From texting gloves to tragedy in high society

In which the cute story I thought I’d tell is quickly reduced to insignificance.

In honor of the recent nasty winter weather, here’s something I wrote back during the polar vortex of 2013-14.

Thanks to the folks at www.antiquepatternlibrary, I have a PDF of a book of knitting patterns for items women could knit for soldiers in World War I. The author is Maud Churchill Nicoll. One of the patterns is for a flip-top mitten that I thought would work as a texting glove. (Yes, I know that actual texting gloves are readily available at reasonable prices. But they don’t come with the fun of working a hundred-year-old pattern or the smugness of zero cash outlay.) I have one of the mittens completed (see photo) and I wore it today as a proof of concept, figuring that if it could keep my hand from freezing in -20F windchill, it would clearly be worth making the other mitten.
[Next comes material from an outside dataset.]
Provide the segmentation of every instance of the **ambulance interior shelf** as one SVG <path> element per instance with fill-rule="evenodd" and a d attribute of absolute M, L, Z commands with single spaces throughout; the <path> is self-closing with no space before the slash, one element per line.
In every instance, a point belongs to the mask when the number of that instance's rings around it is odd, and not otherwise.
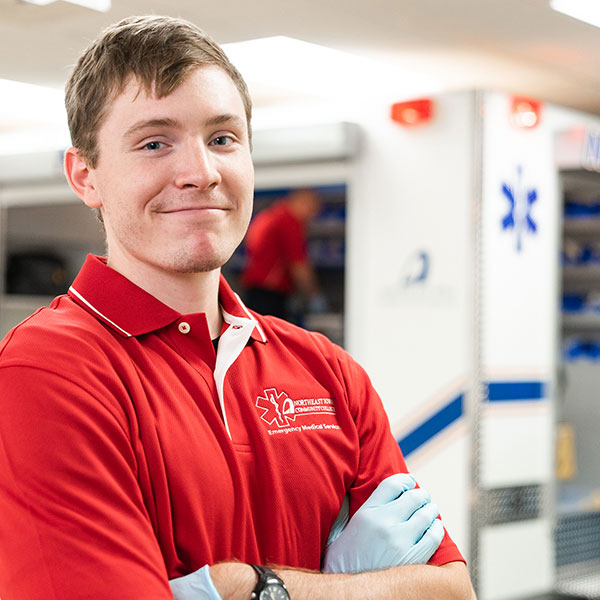
<path fill-rule="evenodd" d="M 308 254 L 315 268 L 319 286 L 327 301 L 327 311 L 305 314 L 302 324 L 307 329 L 325 334 L 333 342 L 344 343 L 344 288 L 346 264 L 346 186 L 314 186 L 322 209 L 307 228 Z M 254 215 L 286 196 L 292 188 L 256 190 Z M 232 287 L 241 291 L 239 276 L 246 260 L 242 244 L 223 267 L 223 273 Z"/>
<path fill-rule="evenodd" d="M 600 513 L 600 173 L 559 175 L 564 213 L 558 510 Z"/>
The last step in Mrs. Nicoll’s pattern was to brush the mitten with “a teazle brush”, which I had to look up (it’s a small brush with wire bristles). I didn’t think it would make much difference to leave out this step. But this morning’s commute taught me that Mrs. Nicoll knew what she was talking about. If you brush the mitten with a teazle brush, it gets felted, which means the -20F windchill does not stab into your hands through the holes in the knitting stitches (especially the huge m1’s at the base of the thumb, bad knitter). This taught me that Mrs. Nicoll has a reason for everything she specifies.

Here’s the story that eclipses the story about the mitten:

Because I was now curious about knowledgeable Mrs. Nicoll, I googled her, and found this blog entry. I learned that by the time she wrote her knitting book, she had lived through a death threat to her husband and the death of her only daughter, quickly followed by the death of her mother, who had overtaxed herself by traveling to attend her grandchild’s funeral.

Maud Nicoll clearly enjoyed a great deal of privilege (note the silver objects she gave as party favors at her Valentine’s Day party), but overall her story strikes me as very sad. And certainly more interesting than the fact that she knew what she was doing when she advised the use of the teazle brush.

See a portrait of Mrs. Nicoll at the New York Historical Society.